Drinking water safety is a subject that most people in the United States do not give a second thought to, and my industry takes a lot of pride in that fact.  That’s why we were as shocked as everyone else with the fiasco that happened in Flint, Michigan, where, in 2014, approximately 100,000 residents were exposed to lead levels that far exceeded the federally allowable limit.

When the City of Flint stopped buying water from Detroit and started up its old Flint River system again, the water was not properly tested and treated before it was delivered to the city. The new water ended up leaching lead from the city pipes, resulting in widespread public exposure to lead. 

Lead levels in the Flint water system are now testing below the federal limit, after the city returned to its previous water source and invested millions of dollars to upgrade its water infrastructure. The situation was, and remains, truly heartbreaking, as the extent and magnitude of the long-term health effects on residents will not be known for years to come, and it was totally avoidable.

In contrast, the water that the East Orange County Water District (EOCWD) provides comes from the same water sources we’ve used since our beginning: local groundwater and imported water from Northern California and the Colorado River. 

Get the lead out
This water is tested extensively for lead and other constituents, from its point of origin until it reaches your tap.  It complies with all federal and state drinking water regulations.  We publish an annual water quality report that provides information on the regulated constituents that are present and tested for, and where those constituent levels fall within the standards. 

State law also requires that every three years, EOCWD test for lead in residential water service lines. This involves collecting indoor water samples from 20 homes that were built during the 1970s and early-80s, when lead was a more prevalent component in plumbing lines and fixtures. The district typically collects samples from the same homes each testing cycle, to ensure continuity and consistency of results. 

EOCWD provides a collection bottle and instructs the homeowner to sample the first draw of water in the morning from a faucet that is used regularly, but where the water has been in the pipe for at least six hours. The water sample is then picked up by EOCWD and sent to an independent laboratory for analysis. 

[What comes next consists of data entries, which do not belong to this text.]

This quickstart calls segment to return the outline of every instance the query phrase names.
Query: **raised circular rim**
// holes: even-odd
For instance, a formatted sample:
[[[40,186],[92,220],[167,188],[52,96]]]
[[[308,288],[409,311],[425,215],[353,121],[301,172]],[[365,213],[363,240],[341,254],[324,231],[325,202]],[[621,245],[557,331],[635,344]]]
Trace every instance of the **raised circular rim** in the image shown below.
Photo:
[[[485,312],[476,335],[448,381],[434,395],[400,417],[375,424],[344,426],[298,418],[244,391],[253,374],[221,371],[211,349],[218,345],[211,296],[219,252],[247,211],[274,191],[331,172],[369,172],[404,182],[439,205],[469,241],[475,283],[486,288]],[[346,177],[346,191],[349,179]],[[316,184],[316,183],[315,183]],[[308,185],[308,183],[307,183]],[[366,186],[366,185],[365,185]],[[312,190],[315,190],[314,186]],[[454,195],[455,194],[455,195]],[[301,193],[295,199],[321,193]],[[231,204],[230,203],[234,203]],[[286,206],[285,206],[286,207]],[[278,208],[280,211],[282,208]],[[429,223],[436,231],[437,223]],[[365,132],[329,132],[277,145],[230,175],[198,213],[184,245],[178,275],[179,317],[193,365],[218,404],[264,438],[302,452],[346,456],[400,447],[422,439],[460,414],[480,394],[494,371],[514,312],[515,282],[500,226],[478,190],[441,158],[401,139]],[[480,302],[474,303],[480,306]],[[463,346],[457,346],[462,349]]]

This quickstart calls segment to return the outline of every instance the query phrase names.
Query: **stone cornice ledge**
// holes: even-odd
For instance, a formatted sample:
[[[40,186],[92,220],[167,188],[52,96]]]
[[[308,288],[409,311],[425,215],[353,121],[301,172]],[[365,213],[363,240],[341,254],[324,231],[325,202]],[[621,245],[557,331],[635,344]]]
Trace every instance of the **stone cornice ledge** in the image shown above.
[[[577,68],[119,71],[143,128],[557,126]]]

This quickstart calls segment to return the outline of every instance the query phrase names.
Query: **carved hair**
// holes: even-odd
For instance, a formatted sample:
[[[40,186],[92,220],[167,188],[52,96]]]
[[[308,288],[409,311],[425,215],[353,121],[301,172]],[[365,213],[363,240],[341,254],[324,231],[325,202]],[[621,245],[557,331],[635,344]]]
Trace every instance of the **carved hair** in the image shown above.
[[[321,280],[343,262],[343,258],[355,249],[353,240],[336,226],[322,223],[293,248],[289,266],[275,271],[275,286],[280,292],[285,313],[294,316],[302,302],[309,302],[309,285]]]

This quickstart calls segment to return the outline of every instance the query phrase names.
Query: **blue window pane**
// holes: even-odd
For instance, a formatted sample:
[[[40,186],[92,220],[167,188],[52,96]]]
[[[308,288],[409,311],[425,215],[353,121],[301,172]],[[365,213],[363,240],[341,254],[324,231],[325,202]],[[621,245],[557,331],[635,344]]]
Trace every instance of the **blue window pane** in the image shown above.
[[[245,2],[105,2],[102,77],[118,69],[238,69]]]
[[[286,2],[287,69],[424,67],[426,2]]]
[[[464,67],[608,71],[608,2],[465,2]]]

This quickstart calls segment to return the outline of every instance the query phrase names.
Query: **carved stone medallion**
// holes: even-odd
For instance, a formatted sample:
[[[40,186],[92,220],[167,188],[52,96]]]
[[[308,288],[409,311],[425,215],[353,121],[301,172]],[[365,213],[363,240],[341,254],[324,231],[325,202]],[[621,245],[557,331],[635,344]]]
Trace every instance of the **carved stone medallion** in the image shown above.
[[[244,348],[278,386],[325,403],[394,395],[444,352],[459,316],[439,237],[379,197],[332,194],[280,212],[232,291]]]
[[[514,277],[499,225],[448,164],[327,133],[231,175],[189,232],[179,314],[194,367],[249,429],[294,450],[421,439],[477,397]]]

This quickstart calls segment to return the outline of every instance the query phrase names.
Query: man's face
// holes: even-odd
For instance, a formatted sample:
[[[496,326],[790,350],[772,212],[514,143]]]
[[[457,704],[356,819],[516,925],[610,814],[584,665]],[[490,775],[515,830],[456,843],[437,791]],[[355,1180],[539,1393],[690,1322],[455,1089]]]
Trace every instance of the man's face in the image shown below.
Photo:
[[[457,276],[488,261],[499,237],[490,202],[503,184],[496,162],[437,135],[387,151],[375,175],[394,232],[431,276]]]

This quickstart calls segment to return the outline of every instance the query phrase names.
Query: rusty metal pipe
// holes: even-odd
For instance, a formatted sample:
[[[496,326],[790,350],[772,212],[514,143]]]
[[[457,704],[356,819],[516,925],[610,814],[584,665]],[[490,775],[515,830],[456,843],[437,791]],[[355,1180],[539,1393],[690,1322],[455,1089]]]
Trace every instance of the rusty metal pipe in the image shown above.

The district is pleased to report that indoor lead level results have never approached the federal maximum contaminant level. In fact, they typically come back at “non-detected” levels.

While lead does not pose a threat to EOCWD’s water system, residents should always be aware of the materials that are present in the plumbing components that they purchase and install at their home. Also, when water has been sitting in the pipes for several hours, residents may further minimize their potential for lead exposure by flushing their taps for 30 seconds to two minutes before using the water for drinking or cooking. And, if you are holding onto some old plumbing parts in case you need to replace a leaking fitting, please note that as of January 2010, no fitting or solders containing lead can be sold or installed in plumbing in California.

Straight from the tap
The Los Angeles Times published an article, April 6, about the health benefits of drinking tap water. You read that right – tap water. According to Lisa Mosconi, Ph.D., a neuroscientist and nutritionist, tap water is protective of the brain. 

“As it turns out, compared with, say, distilled or purified water, tap water generally contains minerals the brain needs to keep itself hydrated. As long as water districts filter out harmful substances like asbestos, lead and benzene, tap water is better for your brain than water stripped of all substances. Purified waters are just fluids…there is nothing hydrating there.”